Mil novecentos e dez quilômetros separam Rio Branco, capital do Acre, da cidade de Ilo, na costa sul do Pacífico peruano. Fazer este trajeto por estrada, até bem pouco tempo, era tido como sonho, uma missão impossível. Hoje, porém, não apenas é possível como uma realidade que abre espaços para o intercâmbio comercial entre o Brasil, Peru e Bolívia, em especial para os amantes do turismo ecológico, cultural e de aventura.

A viagem ao porto de Ilo, costa peruana no Oceano Pacífico, envolve a selva amazônica, cidades históricas, a cordilheira dos Andes e até o deserto de Atacama. É um belo passeio ecológico-cultural que se inicia em Rio Branco, Acre, até à cidade portuária de Ilo. Mas quem deseja mais emoções pode dar uma esticadinha a Lima, capital do Peru, voltando por Nazca e Cuzco, considerada hoje umas das capitais mundiais do turismo pela sua aproximação com Machu Picchu e outras fortalezas sagradas incas.

Passando por Brasiléia, 230 km distante de Rio Branco, chega-se a Assis Brasil, cidade na fronteira com a Bolívia e Peru, depois de rodar mais 110 km. Ali, o Brasil faz fronteira com o Peru por Iñapari, uma pequena cidade que vive de comércio e da decadente produção da borracha e de castanha, como ocorre também no lado brasileiro.

Alcançando o Peru, segue-se viagem na direção de Puerto Maldonado, cidade de porte médio, distante 230 quilômetros de Iñapari.

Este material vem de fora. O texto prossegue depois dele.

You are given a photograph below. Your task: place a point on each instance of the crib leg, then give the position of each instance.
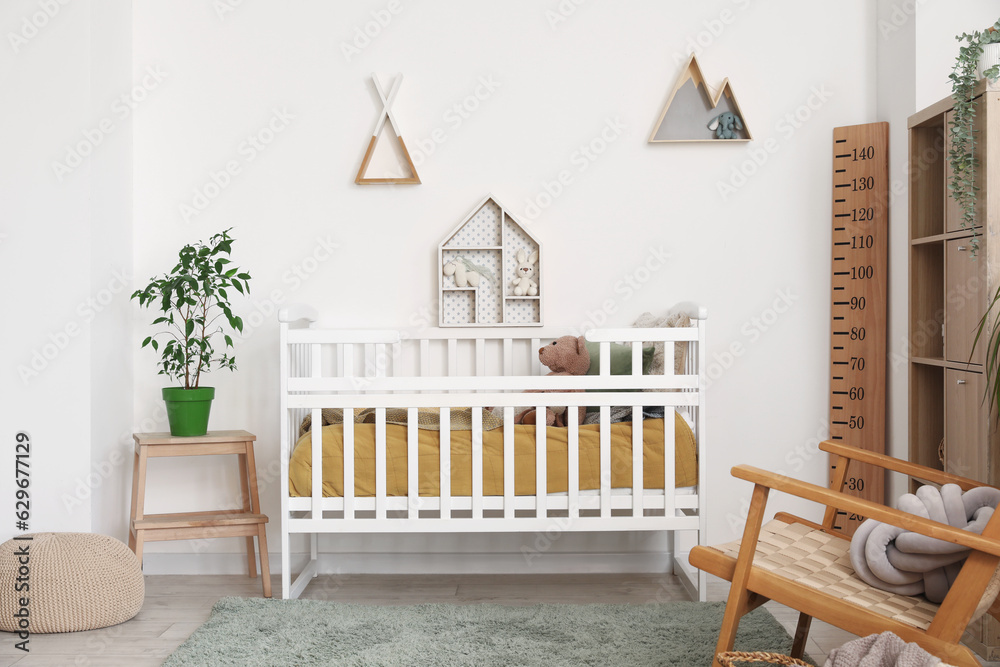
(286, 566)
(801, 635)
(314, 553)
(671, 551)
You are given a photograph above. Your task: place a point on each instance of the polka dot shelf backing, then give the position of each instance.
(477, 264)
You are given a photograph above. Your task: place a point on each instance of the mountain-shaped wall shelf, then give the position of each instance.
(692, 106)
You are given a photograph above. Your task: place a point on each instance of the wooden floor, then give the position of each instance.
(176, 605)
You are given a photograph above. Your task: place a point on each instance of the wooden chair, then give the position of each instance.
(806, 566)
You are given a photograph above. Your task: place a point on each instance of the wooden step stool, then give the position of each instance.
(244, 522)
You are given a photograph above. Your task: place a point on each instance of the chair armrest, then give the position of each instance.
(898, 465)
(869, 509)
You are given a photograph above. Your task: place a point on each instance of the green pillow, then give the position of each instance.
(621, 363)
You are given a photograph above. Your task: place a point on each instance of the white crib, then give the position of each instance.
(453, 368)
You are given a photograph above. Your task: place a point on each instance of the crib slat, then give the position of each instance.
(380, 360)
(316, 443)
(508, 462)
(445, 470)
(637, 451)
(605, 452)
(669, 476)
(347, 370)
(477, 463)
(452, 357)
(317, 360)
(412, 465)
(573, 466)
(541, 459)
(349, 463)
(380, 453)
(480, 357)
(668, 358)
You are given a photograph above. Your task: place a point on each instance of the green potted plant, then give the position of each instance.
(190, 299)
(978, 57)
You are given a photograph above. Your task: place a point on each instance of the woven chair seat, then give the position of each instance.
(79, 581)
(822, 561)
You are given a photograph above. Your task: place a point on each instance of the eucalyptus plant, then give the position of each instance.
(961, 154)
(191, 298)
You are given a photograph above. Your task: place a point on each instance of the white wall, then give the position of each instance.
(45, 237)
(749, 254)
(896, 45)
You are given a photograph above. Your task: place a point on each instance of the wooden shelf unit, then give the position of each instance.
(948, 294)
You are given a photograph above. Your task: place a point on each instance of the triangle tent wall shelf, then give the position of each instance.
(387, 100)
(693, 107)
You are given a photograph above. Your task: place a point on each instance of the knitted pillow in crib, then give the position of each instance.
(78, 581)
(672, 319)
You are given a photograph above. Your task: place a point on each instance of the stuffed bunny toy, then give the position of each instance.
(463, 278)
(726, 125)
(525, 270)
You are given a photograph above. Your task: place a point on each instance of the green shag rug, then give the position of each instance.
(256, 631)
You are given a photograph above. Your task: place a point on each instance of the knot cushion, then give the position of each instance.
(908, 563)
(76, 581)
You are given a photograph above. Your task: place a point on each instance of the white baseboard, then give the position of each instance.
(419, 563)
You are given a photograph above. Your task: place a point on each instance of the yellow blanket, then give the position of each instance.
(300, 467)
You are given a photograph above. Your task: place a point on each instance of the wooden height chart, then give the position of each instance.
(858, 340)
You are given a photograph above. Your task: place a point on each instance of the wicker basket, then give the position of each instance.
(730, 658)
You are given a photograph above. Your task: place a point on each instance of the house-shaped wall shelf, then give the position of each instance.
(489, 237)
(691, 107)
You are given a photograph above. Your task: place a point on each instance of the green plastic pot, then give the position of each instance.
(187, 410)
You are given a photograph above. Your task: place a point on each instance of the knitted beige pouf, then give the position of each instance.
(76, 581)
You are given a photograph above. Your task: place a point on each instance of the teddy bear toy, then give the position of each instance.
(463, 278)
(523, 272)
(564, 356)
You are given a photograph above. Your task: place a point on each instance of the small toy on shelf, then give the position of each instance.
(726, 125)
(467, 274)
(523, 273)
(456, 268)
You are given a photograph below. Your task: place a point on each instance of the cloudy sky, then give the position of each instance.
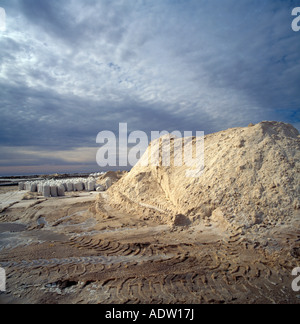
(70, 69)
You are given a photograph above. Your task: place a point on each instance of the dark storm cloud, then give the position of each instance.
(71, 69)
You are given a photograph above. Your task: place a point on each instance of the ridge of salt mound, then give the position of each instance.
(251, 176)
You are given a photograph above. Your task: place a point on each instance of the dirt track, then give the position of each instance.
(68, 254)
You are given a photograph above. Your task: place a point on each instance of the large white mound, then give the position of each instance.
(251, 176)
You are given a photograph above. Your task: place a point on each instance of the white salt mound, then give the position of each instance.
(251, 176)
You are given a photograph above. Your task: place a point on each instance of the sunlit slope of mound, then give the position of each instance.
(251, 176)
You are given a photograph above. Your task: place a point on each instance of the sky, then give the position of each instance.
(71, 69)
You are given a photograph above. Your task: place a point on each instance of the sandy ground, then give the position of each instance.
(58, 250)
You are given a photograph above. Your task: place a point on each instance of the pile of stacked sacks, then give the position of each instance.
(57, 188)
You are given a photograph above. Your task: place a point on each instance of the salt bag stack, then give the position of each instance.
(57, 188)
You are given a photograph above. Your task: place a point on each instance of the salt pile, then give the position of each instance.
(251, 178)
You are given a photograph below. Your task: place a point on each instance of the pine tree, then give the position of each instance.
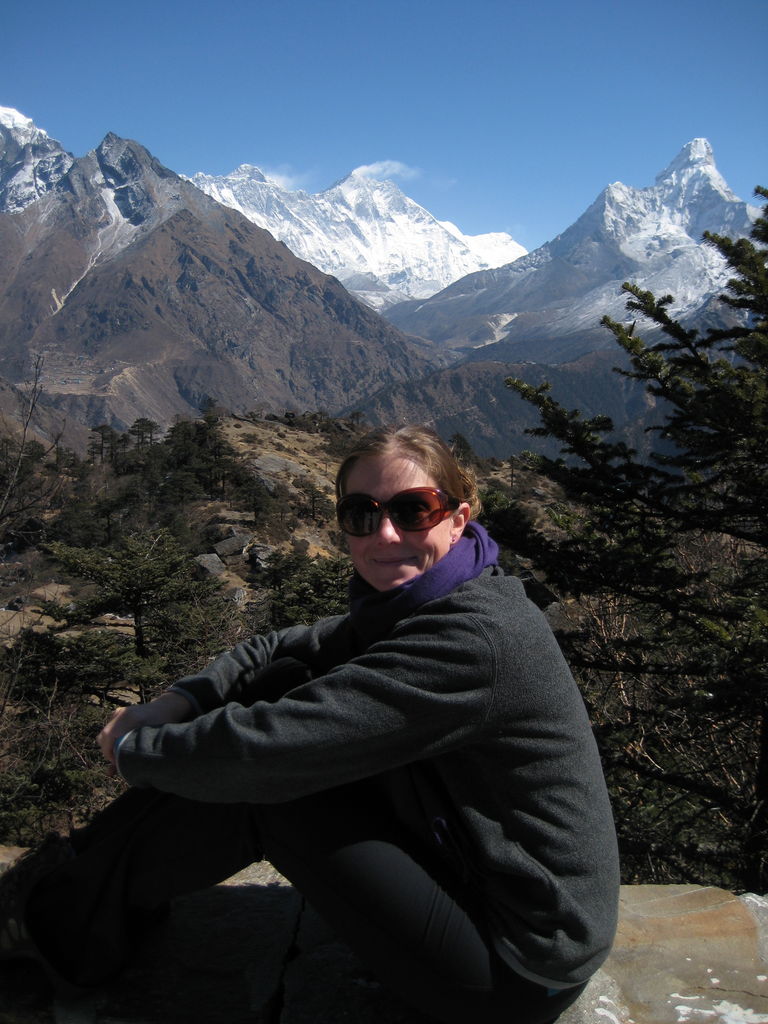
(665, 563)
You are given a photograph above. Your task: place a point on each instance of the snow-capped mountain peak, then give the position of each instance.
(31, 162)
(548, 305)
(377, 241)
(691, 173)
(23, 128)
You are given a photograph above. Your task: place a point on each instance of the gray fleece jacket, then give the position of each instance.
(471, 699)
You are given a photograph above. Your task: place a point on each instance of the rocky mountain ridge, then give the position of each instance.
(145, 297)
(379, 243)
(547, 306)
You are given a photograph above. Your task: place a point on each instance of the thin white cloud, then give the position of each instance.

Puerto Maldonado surge depois da travessia de balsa do caudaloso rio Madre de Dios – o Madeira no Estado de Rondônia. Puerto Maldonado é a maior e mais antiga de todas as cidades dos Andes tropicais peruanos. Algumas de suas casas remontam aos tempos áureos da borracha. Hoje, o Distrito vive da agricultura, madeira e castanha, depois de passar duas décadas um surto de ouro que brotava de várias partes do rio Madre de Dios. O ecoturismo é a atividade que ali vem crescendo muito nos últimos anos, tal é a riqueza da flora e da fauna de sua floresta, transformada em patrimônio ecológico da humanidade e capital da biodiversidade do Peru. Turistas do mundo inteiro chegam a Puerto Maldonado ávidos para conhecer as belezas naturais dos Andes tropicais que são detentores de grande número de espécies de aves e plantas.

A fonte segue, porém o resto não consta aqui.